Mas é no campo político que Beau DeMayo extrai o melhor de X-Men ’97. Afinal, é impossível desvencilhar os mutantes das questões que permeiam a sociedade. Supremacia branca, racismo, sexualidade, aceitar o que é diferente dos padrões estabelecidos. Tudo isso é debatido nos mais diversos níveis. Como por exemplo o medo do Mancha Solar em revelar a verdade para a família e o comportamento das pessoas quando isso ocorre. Pode parecer datado e repetitivo, mas basta uma rápida busca nas mídias sociais para perceber que esse tipo de assunto nunca perde a relevância.

Chegamos então ao histórico embate entre Charles Xavier e Magneto. Depois de tantas versões em diferentes mídias, a animação consegue manter esse clássico conflito ainda relevante. Especialmente pela maneira como o vilão – para alguns um salvador – é trabalhado por toda a temporada. “Magneto está certo” era a frase que mais surgia nos comentários da internet. Novamente é um mérito do texto que guia o personagem pelas mais variadas nuances de sua ideologia. Já Xavier, de fora dos principais acontecimentos da temporada, é um coadjuvante que surge para equilibrar a balança argumentativa. As cenas protagonizadas pela dupla no último episódio estão entre os pontos altos da temporada.

Infelizmente, a principal ameaça da trama não funciona tão bem assim. Bastion pode representar um obstáculo físico e ameaçador para os heróis, mas seu desenvolvimento acaba sacrificado diante de todos os pontos que mencionei mais acima. Por mais que não fosse essa a ideia principal, o vilão soa mais como um chefe de fase que muda de forma sempre que é derrotado. E sim, ele causou dor e desespero aos X-Men, mas a curta duração dos episódios impediu que o responsável pelo massacre de Genosha ganhasse um maior aprofundamento. Embora seus momentos de discurso mereçam destaque.

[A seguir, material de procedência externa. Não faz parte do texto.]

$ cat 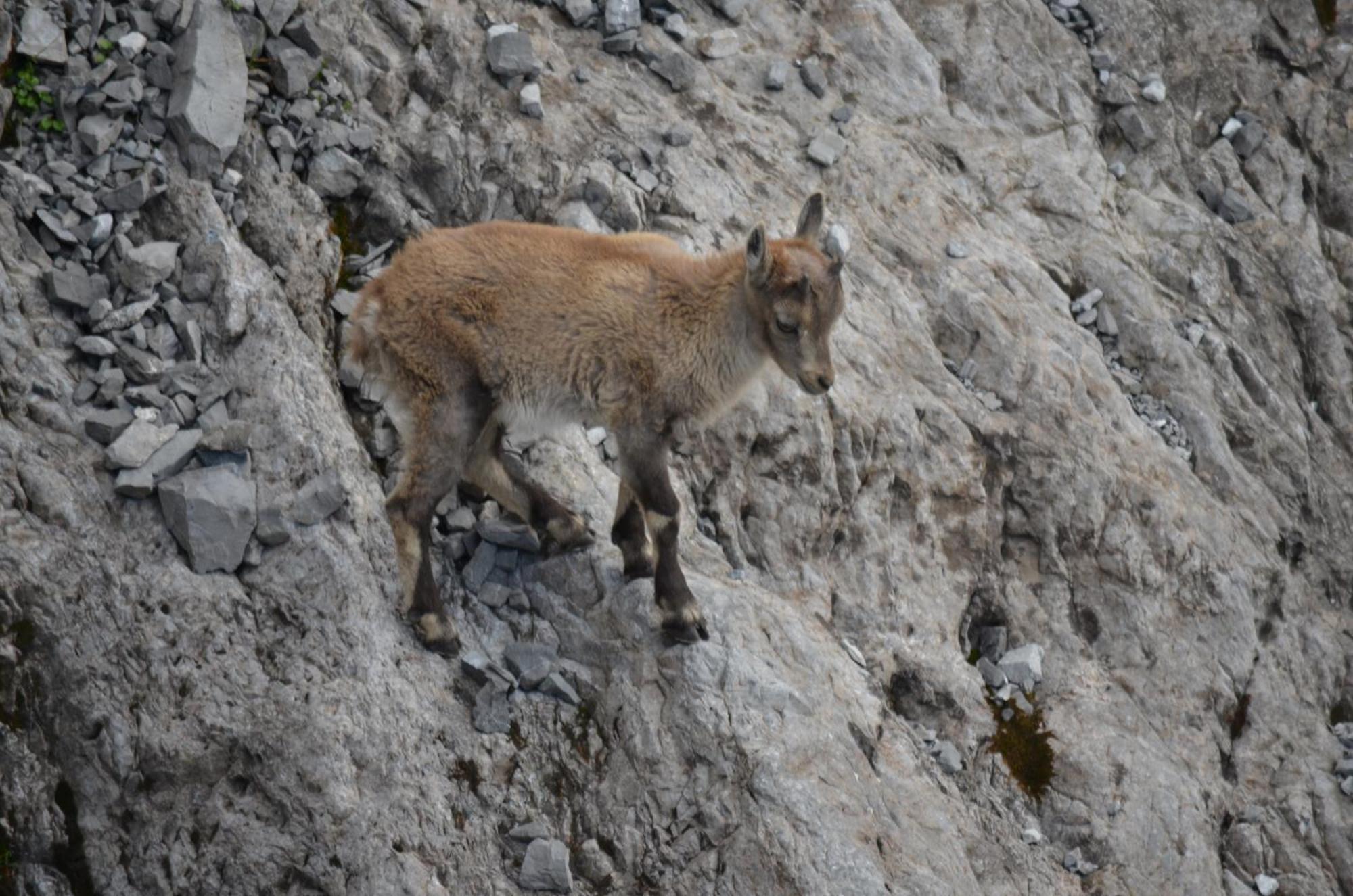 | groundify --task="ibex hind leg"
[610,481,655,582]
[465,422,593,551]
[386,381,490,654]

No fim, X-Men ’97 entende o que forma uma boa história de super-heróis e entrega ao público tanto o que ele queria ver quanto  o que ele precisava consumir. Mantendo os discursos e dramas dos mutantes mais atuais do que nunca, a animação vai muito além do que qualquer roteirista ou executivo poderia imaginar. Se o mundo parecia disposto a abrir mão das adaptações de quadrinhos, agora parece existir novamente um fio de esperança. Vejamos se isso servirá para o bem ou para o mal.